Originally Posted by
Jim Kelly
My problem with modern comics is they try too hard not to look like comic books. This is most evident on the covers where they just use drawings--sometimes inked, sometimes painted--and don't look like panels from a comic book story. But I think a cover should be an extension of the story and have the same elements as inside. The words aren't getting in the way of the art--they are a part of the art.
The art of comics isn't just drawing. There's an art to font design, there's an art to dialogue balloons, there's an art to scripting. The art of comics is the whole thing--taking all these design/story elements and arranging them on the page in a satisfying way--where each "art" complements all the other arts on the page. It's how these elements interact with each other that is a comic book. Everyone involved is collaborating to create something greater than the sum of its parts.
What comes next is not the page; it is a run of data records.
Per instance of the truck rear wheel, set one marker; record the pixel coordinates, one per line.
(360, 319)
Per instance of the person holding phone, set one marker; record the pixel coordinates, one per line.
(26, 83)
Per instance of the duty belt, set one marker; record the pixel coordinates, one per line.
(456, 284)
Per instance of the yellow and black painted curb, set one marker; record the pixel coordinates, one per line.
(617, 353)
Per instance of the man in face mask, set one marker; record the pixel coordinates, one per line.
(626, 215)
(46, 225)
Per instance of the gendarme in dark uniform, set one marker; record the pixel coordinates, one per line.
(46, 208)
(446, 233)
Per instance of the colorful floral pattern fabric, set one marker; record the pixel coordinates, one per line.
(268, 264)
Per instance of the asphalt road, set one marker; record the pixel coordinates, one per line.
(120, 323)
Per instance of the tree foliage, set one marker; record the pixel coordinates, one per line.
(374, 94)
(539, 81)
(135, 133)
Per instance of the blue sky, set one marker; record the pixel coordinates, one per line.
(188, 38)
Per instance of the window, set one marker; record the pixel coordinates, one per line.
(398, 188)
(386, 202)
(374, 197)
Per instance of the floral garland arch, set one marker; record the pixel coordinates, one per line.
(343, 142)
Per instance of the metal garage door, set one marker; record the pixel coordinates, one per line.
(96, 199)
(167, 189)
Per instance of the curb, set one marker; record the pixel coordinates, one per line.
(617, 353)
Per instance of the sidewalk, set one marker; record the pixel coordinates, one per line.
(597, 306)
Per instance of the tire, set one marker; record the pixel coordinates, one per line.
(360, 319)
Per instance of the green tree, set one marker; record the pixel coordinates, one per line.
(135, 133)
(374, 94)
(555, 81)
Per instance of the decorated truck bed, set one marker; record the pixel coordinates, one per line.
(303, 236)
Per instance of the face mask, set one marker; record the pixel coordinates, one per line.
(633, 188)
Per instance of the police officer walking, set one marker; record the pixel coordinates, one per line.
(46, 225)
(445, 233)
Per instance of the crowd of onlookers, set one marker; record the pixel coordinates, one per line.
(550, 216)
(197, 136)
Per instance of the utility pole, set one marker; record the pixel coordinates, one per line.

The thing I hate is the universal price code. That's not a design feature--it has no business being on the cover--it takes away from all those other considerations in designing a cover. It's not there because anyone wants it to be there--and they can't fiddle with it to make it interact with the rest of the cover. It has to be divorced from everything else so it can be scanned. I don't understand how that thing has managed to survive for so many decades on front covers. I would have thought early on they'd find another solution--like putting it on the back cover. But this ugly piece of crap keeps ruining the beauty of the cover.